Il termine riceve, infatti, una forte connotazione negativa: la «carne» per l’apostolo è il principio del peccato che in noi opera e che la grazia divina, accolta attraverso la fede umana, riesce a vincere. Alla «carne», che ci spinge a opere perverse o all’illusione di salvarci da noi stessi con la pura e semplice osservanza della legge, si oppone lo Spirito divino che agisce in noi e ci conduce alla comunione vitale con Dio: «Chi semina nella carne, dalla carne raccoglierà corruzione; chi semina nello Spirito, dallo Spirito raccoglierà vita eterna» (Galati 5,8); «Voi non siete sotto il dominio della carne, ma dello Spirito, dato che lo Spirito di Dio abita in voi» (Romani 8,9).

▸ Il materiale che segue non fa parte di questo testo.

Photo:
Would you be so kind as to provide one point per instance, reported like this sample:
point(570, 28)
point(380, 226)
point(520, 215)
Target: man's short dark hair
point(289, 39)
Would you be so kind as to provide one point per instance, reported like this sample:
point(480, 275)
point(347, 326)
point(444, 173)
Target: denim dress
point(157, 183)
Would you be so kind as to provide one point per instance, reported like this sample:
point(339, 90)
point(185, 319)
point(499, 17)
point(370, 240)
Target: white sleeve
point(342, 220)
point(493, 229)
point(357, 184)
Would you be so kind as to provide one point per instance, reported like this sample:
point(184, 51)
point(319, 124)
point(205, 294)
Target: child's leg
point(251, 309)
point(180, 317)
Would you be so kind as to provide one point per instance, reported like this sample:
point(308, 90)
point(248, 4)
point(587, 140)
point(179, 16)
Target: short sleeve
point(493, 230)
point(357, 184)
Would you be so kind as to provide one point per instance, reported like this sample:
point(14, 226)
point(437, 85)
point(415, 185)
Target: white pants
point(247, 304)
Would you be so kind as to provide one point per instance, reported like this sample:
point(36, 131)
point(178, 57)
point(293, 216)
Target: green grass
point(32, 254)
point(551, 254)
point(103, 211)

È per questa nuova accezione assunta dalla parola «carne» che, scrivendo ai Romani, Paolo afferma che
Dio «ha mandato il proprio Figlio in una somiglianza della carne e del peccato» (8,3). L’uso del termine «somiglianza» non significa che il Figlio diDio sia solo una parvenza di umanità, perché – afferma l’apostolo – Cristo è «nato dalla stirpe di Davide secondo la carne» (1,3), divenendo quindi vero
uomo fatto di carne; egli, però, non ha in sé quella potenza negativa distruttrice che è la «carne del peccato».